Restoration of the articular surface in the second stage is not recommended. Good exposure of the tibia plafond cannot be gained via the posterolateral approach. Moreover, high-energy AO/OTA type 43-C3.3 pilon fractures are often associated with a posterior fragment that is displaced. The posterolateral approach offers direct visualization for reduction of the posterior distal fragment of the tibial pilon. Although the joint surface itself cannot be visualized, this reduction allows the anterior components to be secured to a stable posterior fragment at a later date.17 Four delayed unions occurred in this type of fracture despite stable fixation of the four columns and bone grafting. The reason for these cases of delayed union might be the poor soft tissue condition and indispensable exposure. Although most fractures of this kind were closed, 12 were classified as grade C1 and 6 as grade C2 according to the Tscherne classification system. Furthermore, the fracture line of AO/OTA type 43-C3.3 pilon fractures stretched to the tibia shaft. Exposure of the articular surface, comminuted metaphysis, and diaphysis would necessitate relatively long incisions and dissections. These procedures would interfere with the blood supply to some extent.

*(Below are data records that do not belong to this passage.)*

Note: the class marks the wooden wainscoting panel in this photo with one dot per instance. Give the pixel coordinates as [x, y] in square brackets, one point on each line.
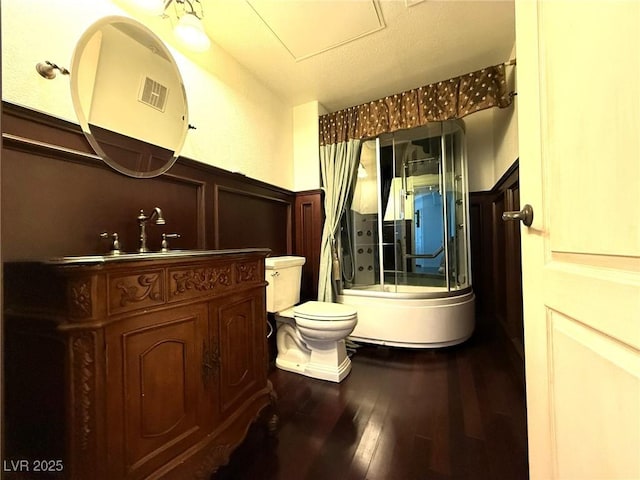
[244, 219]
[309, 220]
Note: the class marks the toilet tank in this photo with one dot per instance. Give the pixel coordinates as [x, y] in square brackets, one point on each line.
[284, 275]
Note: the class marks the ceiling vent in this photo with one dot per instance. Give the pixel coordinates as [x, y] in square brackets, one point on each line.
[153, 94]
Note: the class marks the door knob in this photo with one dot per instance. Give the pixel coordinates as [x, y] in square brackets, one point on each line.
[526, 215]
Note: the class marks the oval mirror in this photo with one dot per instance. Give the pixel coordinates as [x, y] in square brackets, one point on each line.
[129, 97]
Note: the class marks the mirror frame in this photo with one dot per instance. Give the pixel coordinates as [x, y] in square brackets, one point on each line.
[156, 46]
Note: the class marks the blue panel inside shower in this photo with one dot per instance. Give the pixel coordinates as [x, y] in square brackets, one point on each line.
[429, 235]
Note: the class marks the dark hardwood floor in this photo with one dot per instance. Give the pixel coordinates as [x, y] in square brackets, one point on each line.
[454, 413]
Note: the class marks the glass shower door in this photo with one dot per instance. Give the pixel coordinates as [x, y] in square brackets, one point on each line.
[406, 226]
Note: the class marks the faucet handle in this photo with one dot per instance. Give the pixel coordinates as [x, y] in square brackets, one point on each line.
[165, 244]
[115, 245]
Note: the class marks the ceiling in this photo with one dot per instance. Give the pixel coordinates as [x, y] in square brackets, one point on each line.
[347, 52]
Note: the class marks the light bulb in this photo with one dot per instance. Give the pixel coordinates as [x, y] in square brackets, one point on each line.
[190, 30]
[152, 7]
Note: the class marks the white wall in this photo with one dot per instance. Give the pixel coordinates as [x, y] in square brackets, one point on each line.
[492, 140]
[241, 125]
[306, 155]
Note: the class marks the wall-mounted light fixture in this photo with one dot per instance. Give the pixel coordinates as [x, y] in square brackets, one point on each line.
[189, 13]
[48, 70]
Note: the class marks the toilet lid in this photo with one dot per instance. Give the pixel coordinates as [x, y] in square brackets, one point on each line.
[324, 311]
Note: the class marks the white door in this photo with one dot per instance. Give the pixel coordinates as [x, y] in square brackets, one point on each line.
[578, 82]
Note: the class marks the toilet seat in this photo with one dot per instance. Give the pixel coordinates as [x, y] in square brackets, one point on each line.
[324, 311]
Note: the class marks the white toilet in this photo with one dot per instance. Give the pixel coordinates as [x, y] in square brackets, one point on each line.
[310, 337]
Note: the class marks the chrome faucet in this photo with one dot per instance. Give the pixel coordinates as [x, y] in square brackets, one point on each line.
[142, 221]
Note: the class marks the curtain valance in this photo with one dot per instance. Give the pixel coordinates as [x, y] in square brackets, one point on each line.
[449, 99]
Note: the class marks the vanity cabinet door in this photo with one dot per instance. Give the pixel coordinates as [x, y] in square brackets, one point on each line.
[156, 389]
[238, 327]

In our opinion, the treatment plan should differ from that of lower-energy rotational type pilon fractures, and the interval should be prolonged for high-energy fractures. Only one patient in the present study developed a superficial infection, and another patient developed local skin necrosis that was managed by vacuum-sealed drainage and subsequent flap transfer.

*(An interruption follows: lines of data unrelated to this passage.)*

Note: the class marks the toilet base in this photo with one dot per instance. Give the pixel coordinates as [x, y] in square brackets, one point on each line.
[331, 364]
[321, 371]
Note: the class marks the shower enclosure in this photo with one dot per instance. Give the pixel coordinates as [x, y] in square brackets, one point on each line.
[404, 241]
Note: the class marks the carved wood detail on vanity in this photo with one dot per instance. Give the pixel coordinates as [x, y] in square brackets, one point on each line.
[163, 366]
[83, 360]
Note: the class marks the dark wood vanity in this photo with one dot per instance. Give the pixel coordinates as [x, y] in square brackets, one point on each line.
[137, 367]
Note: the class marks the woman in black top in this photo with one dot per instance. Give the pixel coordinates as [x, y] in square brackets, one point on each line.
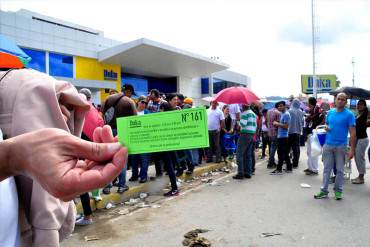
[362, 122]
[226, 130]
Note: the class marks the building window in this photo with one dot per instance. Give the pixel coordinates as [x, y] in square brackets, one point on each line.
[60, 65]
[205, 85]
[140, 85]
[38, 61]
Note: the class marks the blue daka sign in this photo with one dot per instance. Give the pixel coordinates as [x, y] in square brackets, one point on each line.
[110, 75]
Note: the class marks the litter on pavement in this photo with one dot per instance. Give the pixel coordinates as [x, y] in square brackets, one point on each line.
[269, 234]
[91, 238]
[192, 239]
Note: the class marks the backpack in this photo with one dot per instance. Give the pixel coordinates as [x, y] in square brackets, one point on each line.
[110, 112]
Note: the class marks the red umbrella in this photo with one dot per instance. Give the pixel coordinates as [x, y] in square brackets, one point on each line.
[236, 95]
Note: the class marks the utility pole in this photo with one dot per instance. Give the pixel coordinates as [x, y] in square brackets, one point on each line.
[314, 86]
[353, 71]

The limitations of our study are as follows. First, this retrospective study had no control group with similar fractures that were treated with alternative methods. Because AO/OTA type 43-C3.3 pilon fractures are rare injuries, it is very difficult to perform a randomized controlled trial to make direct comparisons of any treatment methods. Second, the duration of follow-up was relatively short; conditions such as traumatic arthritis may appear with longer monitoring periods. Finally, bias might have been present in some results when the clinical outcome was only evaluated by the AOFAS evaluation system. We would like to adopt more measurement tools to reduce such bias in a future study.
Conclusion
The herein-described staged procedure protocol combined with the four-column theory is a feasible method for soft tissue protection and fracture reduction. Although the initial outcomes are encouraging, more cases and trials are needed to confirm the efficiency of our proposed treatment.
Declaration of conflicting interest
The authors declare that there is no conflict of interest.
Funding
This research received no specific grant from any funding agency in the public, commercial, or not-for-profit sectors.